The problem is, we decided we needed to be tough on crime, and somewhere in the process, we reduced the ability of judges to actually judge anything.  In many cases, as the editorial describes, we make judges simple robots who merely assign the preordained punishment to the crime.  In other cases, though, thanks to our system of electing judges and this belief that judges must be tough on crime, we choose judges who will be over-the-top and make decisions that are based solely within a narrow definition of morality that happens to fit the minority of people who turned out to vote on election day.  We don't choose judges on their ability to make wise decisions, but rather on their ability take someone the rest of us would let walk free, look him in the eye, and say "f#%! your life, I have a political agenda to make."

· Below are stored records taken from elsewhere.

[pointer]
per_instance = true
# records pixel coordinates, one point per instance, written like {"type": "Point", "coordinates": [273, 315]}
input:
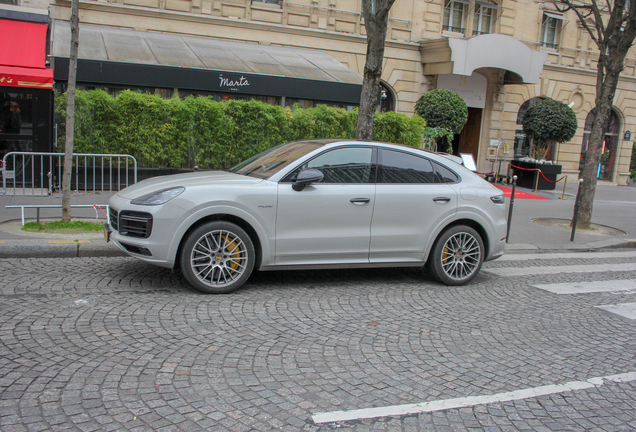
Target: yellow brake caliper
{"type": "Point", "coordinates": [446, 256]}
{"type": "Point", "coordinates": [236, 256]}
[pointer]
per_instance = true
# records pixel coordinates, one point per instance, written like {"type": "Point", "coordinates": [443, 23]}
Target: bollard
{"type": "Point", "coordinates": [576, 210]}
{"type": "Point", "coordinates": [536, 180]}
{"type": "Point", "coordinates": [512, 203]}
{"type": "Point", "coordinates": [564, 185]}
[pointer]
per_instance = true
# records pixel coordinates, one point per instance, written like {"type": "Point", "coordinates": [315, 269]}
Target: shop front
{"type": "Point", "coordinates": [113, 59]}
{"type": "Point", "coordinates": [26, 96]}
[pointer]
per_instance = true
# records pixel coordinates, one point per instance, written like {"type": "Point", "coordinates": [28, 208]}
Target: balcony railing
{"type": "Point", "coordinates": [454, 29]}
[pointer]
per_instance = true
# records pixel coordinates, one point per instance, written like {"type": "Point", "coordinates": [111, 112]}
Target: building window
{"type": "Point", "coordinates": [278, 2]}
{"type": "Point", "coordinates": [454, 13]}
{"type": "Point", "coordinates": [483, 19]}
{"type": "Point", "coordinates": [550, 30]}
{"type": "Point", "coordinates": [523, 142]}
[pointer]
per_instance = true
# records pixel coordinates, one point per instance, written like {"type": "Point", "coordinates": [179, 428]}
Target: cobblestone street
{"type": "Point", "coordinates": [117, 344]}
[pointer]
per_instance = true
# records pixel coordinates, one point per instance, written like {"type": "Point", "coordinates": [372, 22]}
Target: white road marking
{"type": "Point", "coordinates": [589, 287]}
{"type": "Point", "coordinates": [565, 255]}
{"type": "Point", "coordinates": [441, 405]}
{"type": "Point", "coordinates": [539, 270]}
{"type": "Point", "coordinates": [626, 310]}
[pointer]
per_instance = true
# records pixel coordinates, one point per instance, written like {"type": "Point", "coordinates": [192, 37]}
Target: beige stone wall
{"type": "Point", "coordinates": [336, 27]}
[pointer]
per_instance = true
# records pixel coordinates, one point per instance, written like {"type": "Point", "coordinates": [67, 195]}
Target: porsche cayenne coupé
{"type": "Point", "coordinates": [314, 204]}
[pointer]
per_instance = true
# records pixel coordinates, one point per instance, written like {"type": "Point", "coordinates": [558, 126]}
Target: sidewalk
{"type": "Point", "coordinates": [614, 207]}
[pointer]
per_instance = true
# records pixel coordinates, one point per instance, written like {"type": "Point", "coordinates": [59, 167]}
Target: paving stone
{"type": "Point", "coordinates": [142, 351]}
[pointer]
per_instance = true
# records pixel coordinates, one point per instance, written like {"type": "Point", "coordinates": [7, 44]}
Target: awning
{"type": "Point", "coordinates": [134, 58]}
{"type": "Point", "coordinates": [23, 55]}
{"type": "Point", "coordinates": [464, 56]}
{"type": "Point", "coordinates": [26, 77]}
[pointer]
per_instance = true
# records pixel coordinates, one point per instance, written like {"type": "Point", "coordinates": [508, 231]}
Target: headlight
{"type": "Point", "coordinates": [158, 198]}
{"type": "Point", "coordinates": [498, 199]}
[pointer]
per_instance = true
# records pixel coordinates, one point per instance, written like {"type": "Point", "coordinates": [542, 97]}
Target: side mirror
{"type": "Point", "coordinates": [305, 177]}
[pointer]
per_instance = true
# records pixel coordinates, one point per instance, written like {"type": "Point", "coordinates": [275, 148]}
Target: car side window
{"type": "Point", "coordinates": [398, 167]}
{"type": "Point", "coordinates": [343, 165]}
{"type": "Point", "coordinates": [444, 175]}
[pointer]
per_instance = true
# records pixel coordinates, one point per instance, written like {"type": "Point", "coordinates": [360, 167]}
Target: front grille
{"type": "Point", "coordinates": [113, 216]}
{"type": "Point", "coordinates": [135, 224]}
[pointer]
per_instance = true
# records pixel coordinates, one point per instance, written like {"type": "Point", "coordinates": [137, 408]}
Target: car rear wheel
{"type": "Point", "coordinates": [217, 257]}
{"type": "Point", "coordinates": [457, 256]}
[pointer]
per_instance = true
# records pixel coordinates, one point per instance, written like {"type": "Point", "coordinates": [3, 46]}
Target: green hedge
{"type": "Point", "coordinates": [177, 133]}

And it further doesn't help that so many of us have this "the law is the law" belief that was expressed to me in argument on Facebook that this boy should be punished as harshly as he is.  When you say "the law is the law," you're really making a claim about how perfect the law is.  You're making a claim that, even though it was written by human beings (notably flawed) in a written language (notably plagued by interpretation issues), and even though it is extremely narrow in its scope and the possibility of human interaction is always necessarily wider in scope, that it is perfect and should never be questioned. 


That was originally what judges were for - to interpret the law, and make decisions about whether it's appropriate to apply it in certain situations.  But, we believed they were too loose with it, so we took that power away from them, or found other judges who more fit our narrow beliefs.  That was originally what juries were for, to decide not only whether a person was guilty of breaking a law, but whether it was even right to apply that law to their case (jury nullification is a thing, but no one ever talks about it). 

When the law is rigid, it is always unjust.